Judge Brown ordered the government to correct these deficiencies by creating a review process for the No-Fly list that includes notice of one’s placement on the list and a sufficient explanation of the reasons to allow the affected person to submit evidence in response to those reasons. She also ruled the plaintiffs’ evidence has to be included in the record at every stage of review.

How is this relevant to gun owners? As we have reported, anti-gunners in Congress have been engaged in a long-term effort to make inclusion on the Terrorist Watchlist a basis to deny a person his or her Second Amendment rights. Meanwhile, we have also reported on efforts to portray ordinary, law-abiding gun owners as “terrorists” or public safety threats simply because of their views on the Second Amendment. Judge Brown’s opinion validates concerns we have raised about the constitutional and legal problems inherent in the government using secret and essentially unchallengeable lists as a basis to deny people their rights.

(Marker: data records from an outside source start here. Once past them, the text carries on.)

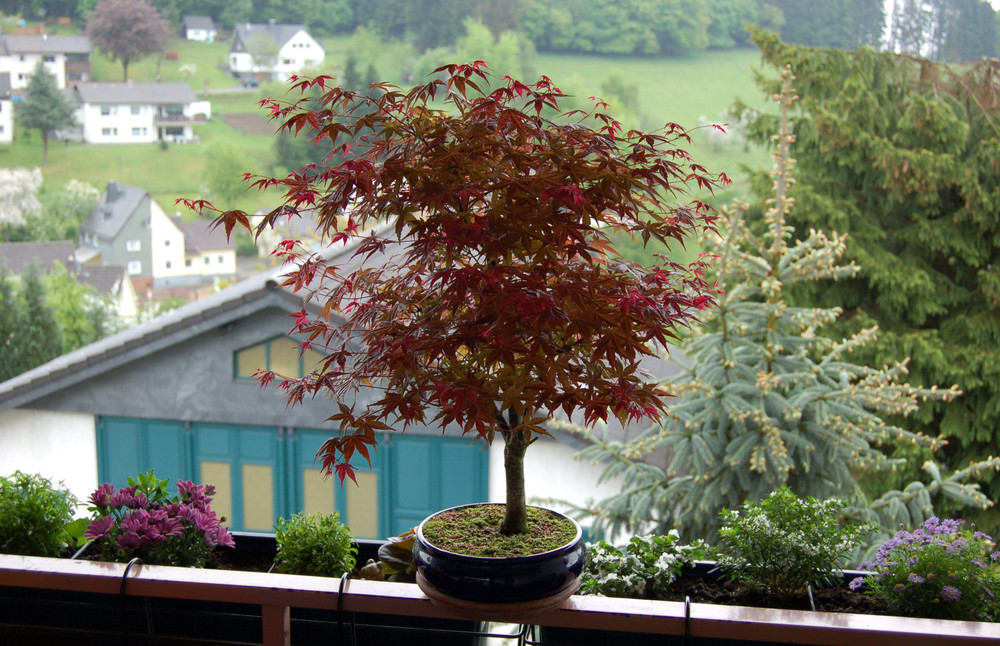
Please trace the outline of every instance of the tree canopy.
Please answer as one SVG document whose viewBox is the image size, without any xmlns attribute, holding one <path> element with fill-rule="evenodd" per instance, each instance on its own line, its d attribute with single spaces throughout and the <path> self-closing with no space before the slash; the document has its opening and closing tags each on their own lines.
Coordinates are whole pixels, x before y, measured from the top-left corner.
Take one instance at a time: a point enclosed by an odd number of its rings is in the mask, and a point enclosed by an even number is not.
<svg viewBox="0 0 1000 646">
<path fill-rule="evenodd" d="M 911 429 L 940 433 L 946 464 L 961 469 L 996 454 L 1000 428 L 1000 75 L 996 61 L 945 67 L 927 59 L 787 45 L 755 35 L 764 60 L 798 70 L 795 114 L 796 234 L 850 236 L 848 279 L 803 287 L 794 303 L 840 306 L 836 333 L 872 324 L 875 343 L 856 360 L 907 357 L 913 383 L 957 384 L 953 402 L 929 401 Z M 766 92 L 773 82 L 761 79 Z M 777 132 L 759 114 L 747 132 Z M 764 177 L 760 181 L 766 181 Z M 911 448 L 913 469 L 921 456 Z M 904 453 L 909 452 L 909 453 Z M 905 474 L 912 475 L 912 471 Z M 986 492 L 1000 495 L 1000 477 Z M 984 528 L 1000 525 L 989 516 Z"/>
<path fill-rule="evenodd" d="M 726 178 L 691 161 L 676 124 L 625 132 L 601 106 L 555 118 L 563 94 L 548 78 L 492 87 L 477 61 L 434 79 L 371 96 L 328 89 L 319 109 L 311 98 L 271 103 L 284 129 L 328 138 L 330 159 L 343 161 L 256 180 L 286 191 L 257 231 L 308 209 L 331 242 L 356 246 L 350 264 L 330 266 L 281 245 L 297 261 L 286 284 L 321 308 L 303 309 L 294 332 L 326 356 L 304 378 L 260 378 L 283 379 L 292 404 L 335 402 L 329 419 L 343 431 L 321 453 L 341 480 L 390 423 L 454 424 L 502 439 L 500 531 L 518 533 L 524 453 L 547 433 L 546 418 L 657 416 L 668 393 L 646 382 L 639 359 L 712 303 L 700 263 L 642 267 L 609 236 L 682 242 L 713 216 L 700 201 L 672 201 Z M 297 87 L 308 93 L 328 80 Z M 217 222 L 249 227 L 241 211 Z"/>
<path fill-rule="evenodd" d="M 87 36 L 111 60 L 121 61 L 126 81 L 129 63 L 164 51 L 170 33 L 167 19 L 143 0 L 100 0 L 87 16 Z"/>
</svg>

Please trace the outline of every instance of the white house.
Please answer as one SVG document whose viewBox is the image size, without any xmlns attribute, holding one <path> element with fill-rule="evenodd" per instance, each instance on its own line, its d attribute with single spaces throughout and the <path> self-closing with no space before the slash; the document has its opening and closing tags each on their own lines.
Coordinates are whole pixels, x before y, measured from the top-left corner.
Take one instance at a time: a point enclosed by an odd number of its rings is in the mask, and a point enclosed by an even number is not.
<svg viewBox="0 0 1000 646">
<path fill-rule="evenodd" d="M 236 25 L 229 46 L 229 70 L 236 76 L 287 81 L 323 63 L 326 52 L 304 25 Z"/>
<path fill-rule="evenodd" d="M 184 16 L 184 31 L 181 35 L 186 40 L 214 43 L 218 31 L 215 28 L 215 23 L 208 16 Z"/>
<path fill-rule="evenodd" d="M 0 72 L 0 144 L 14 141 L 14 101 L 10 72 Z"/>
<path fill-rule="evenodd" d="M 124 266 L 140 291 L 235 278 L 235 244 L 208 229 L 207 222 L 171 218 L 141 188 L 109 181 L 80 224 L 77 257 Z"/>
<path fill-rule="evenodd" d="M 86 36 L 49 34 L 0 34 L 0 72 L 9 72 L 11 87 L 28 87 L 28 77 L 41 61 L 65 89 L 90 80 L 90 39 Z"/>
<path fill-rule="evenodd" d="M 187 83 L 89 82 L 73 91 L 79 137 L 87 143 L 193 142 L 194 124 L 212 116 L 210 102 L 199 101 Z"/>
</svg>

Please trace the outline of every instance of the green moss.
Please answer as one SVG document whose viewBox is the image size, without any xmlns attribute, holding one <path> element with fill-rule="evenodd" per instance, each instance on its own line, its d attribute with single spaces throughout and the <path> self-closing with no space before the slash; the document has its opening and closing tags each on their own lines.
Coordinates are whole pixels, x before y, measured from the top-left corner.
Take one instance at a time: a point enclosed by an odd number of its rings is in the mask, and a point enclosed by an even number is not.
<svg viewBox="0 0 1000 646">
<path fill-rule="evenodd" d="M 576 537 L 576 526 L 559 514 L 528 507 L 528 531 L 502 536 L 504 505 L 474 505 L 441 512 L 424 523 L 424 538 L 435 547 L 489 558 L 530 556 L 558 549 Z"/>
</svg>

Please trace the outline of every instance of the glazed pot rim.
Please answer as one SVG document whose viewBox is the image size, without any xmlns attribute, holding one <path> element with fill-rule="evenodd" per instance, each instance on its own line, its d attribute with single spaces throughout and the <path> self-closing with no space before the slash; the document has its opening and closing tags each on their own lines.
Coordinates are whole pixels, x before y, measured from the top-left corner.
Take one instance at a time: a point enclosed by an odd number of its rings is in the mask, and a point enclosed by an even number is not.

While this and other recent judicial curbs to President Obama’s executive actions are welcome developments, the fight is far from over. Some gun controllers are becoming more sophisticated in their tactics. Rather than challenging law-abiding gun owners head-on, they create ominous-sounding categories of presumptively “dangerous” people who they claim shouldn’t be allowed to have guns. Once the category is established, however, permissive standards of inclusion allow it to continually expand until its original justification becomes unrecognizable. We recently reported on one such attempt by the Chair of the Federal “Gun Violence Prevention Task Force.”

The Bill of Rights, and the Second Amendment itself, are expressions of the belief that ultimate authority rests with the people and that the government can only go so far in pursuing its objectives. While we all have a duty to obey the laws, the government likewise must respect and adhere to those constitutional limits to maintain the trust, goodwill, and support of the American people.